Save the CMO: Part I of a 3 Part Series
The practice of B2B marketing has changed profoundly over the past couple of decades. Virtually every job in every industry has evolved in response to the rise of data and technology, but it has arguably hit marketing the hardest. B2B marketing was more art than science from its inception, and it has been transformed with new tools that uncover insights, automate tasks and measure performance.
The changes haven’t been confined to new tools to do the job; the job itself has changed. Back in the day, CMO skills focused on building and managing brands. Marketing segmented audiences and used research (if they had the time and money to conduct it) and intuition to create campaigns targeted to each segment. Modern marketing is highly personalized, enabling targeting at the individual and company level.
The changes to marketing operations in general and the CMO role specifically are so significant that they have prompted some people to wonder if the CMO role is becoming obsolete. The truth is, CMOs are more necessary than ever, but they need all the CMO skills they brought to the profession initially plus a whole new skillset to succeed.
The CMO role today still requires all the skills it did a generation ago, including the ability to tell a compelling story, understand market research and choose great creative.
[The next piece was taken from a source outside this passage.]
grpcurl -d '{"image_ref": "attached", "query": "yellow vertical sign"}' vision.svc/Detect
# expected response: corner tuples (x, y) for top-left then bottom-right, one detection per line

But now success demands additional skills, including the ability to generate and analyze real-time data, gain insight from performance metrics and apply those insights to future campaigns to improve results.
Less than a decade ago, there were approximately 150 martech solutions available. Today, there are more than 7,000. The new tools enable data-driven decision-making, but they also heighten C-suite expectations, which are that every operating unit demonstrate its contribution to revenue generation, including marketing. Accounts of activities aren’t enough: CMOs have to show results.
And if the changing role wasn’t sufficiently challenging, the pool of potential customers has also changed, especially on the B2B side. Prospective buyers have access to more information than ever, sales cycles are lengthening, and more people are involved in buying decisions. CMOs used to focus on creating awareness at the top of the sales and marketing funnel, but with buyers conducting their own research, marketing has to create content to help them at every stage of the customer journey.
Bringing the CMO Skills Up to Date
The scope of modern marketing’s responsibilities is incredibly vast, so it’s not possible for one person to master all facets of it and understand how each set of tools function, but it is essential for a modern CMO to have a big-picture understanding of how component parts contribute to the whole. For example, the marketing operations and digital marketing teams might engage in all of these areas and more:
- Content Marketing
- Customer Experience
- Email Marketing
- Mobile Marketing
- Product Marketing
- Marketing Automation
- Marketing Analytics
- Measurement including Funnel Metrics and Marketing Attribution
- Social Media Marketing
CMOs might be an expert at one or several of these areas, but chances are, they aren’t adept at all of them, and this is just a sample of the types of operations happening in modern marketing departments. The good news is, CMOs don’t have to perform all these functions themselves: they need to hire competent people, set the right strategy and let their team execute it.
For CMOs who have been in the marketing business for a couple of decades or more, choosing a digital-driven area of specialty and doing an in-depth study on how it works and what tools enable it is a great idea. It provides a perspective the CMO may otherwise lack, but the key to success is building a great team and understanding how all the moving parts work together to create value.
And that’s really the bottom line for the CMO role and why it will remain vital in the years ahead: successful marketing requires a team with diverse skills, and someone needs to understand the big picture and that someone is the CMO. Those in the CMO role who embrace the complexity and create and manage a top-notch team to handle it will remain relevant for the next decade and beyond.